Recently, NPR has been exploring the concept of color and the impact that rich hues have in our day-to-day lives.
That's a topic that's near and dear to one Northeast Kingdom artist. Graham Keegan makes fabric dye from plants that he harvests near his Kirby home — plants like wild sumac and home-grown indigo. His natural dyes attracted the attention of a clothing line that pays homage to Janis Joplin. The late singer's niece, Malyn Joplin, has launched a clothing line called "Made for Pearl," and she’s hired Keegan to design and produce fabric.
Keegan leads a visitor through his fabric-dyeing process.

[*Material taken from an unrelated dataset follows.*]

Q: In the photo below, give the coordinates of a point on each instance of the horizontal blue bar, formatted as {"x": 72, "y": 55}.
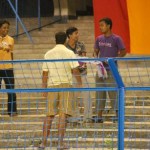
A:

First, he folds white twill into intricate packets, almost like fabric origami. Several individual burners sit nearby, ready to heat the liquid.
Next, he carefully measures out ground pigment made from sumac, and a special molecule called mordant, which helps pigments bond to fabric.
“The mordant controls the type of color you extract from the plants,” he said. “For the sumac, there is a full range of colors that can be extracted, but I am using specifically gray for this project.”
Once those are thoroughly mixed, the pigment will attach to anything dipped into the dye.
The next step is to boil the pigment and mordant mixture into an infusion. This takes about an hour, and requires constant stirring. Once the infusion is complete, Keegan transfers the mixture into a separate container and filters out the old plant matter.
All the pieces are dyed in small batches. Keegan dips the twill packets into vats of his boiling pigment, and out comes a geometric print with just a few hints of the tie-dyed rags popular in the late sixties.
“I have all of my pieces of fabric pre-folded into their shapes to be able to accept a specific color in a specific pattern, and then I’ll immerse those into the dye bath.”
Once the piece comes out, Keegan sets the dye itself. Using the bath of wheat bran, he sets the mordant onto the fabric.
“Then the piece is ready to rinse and dry.”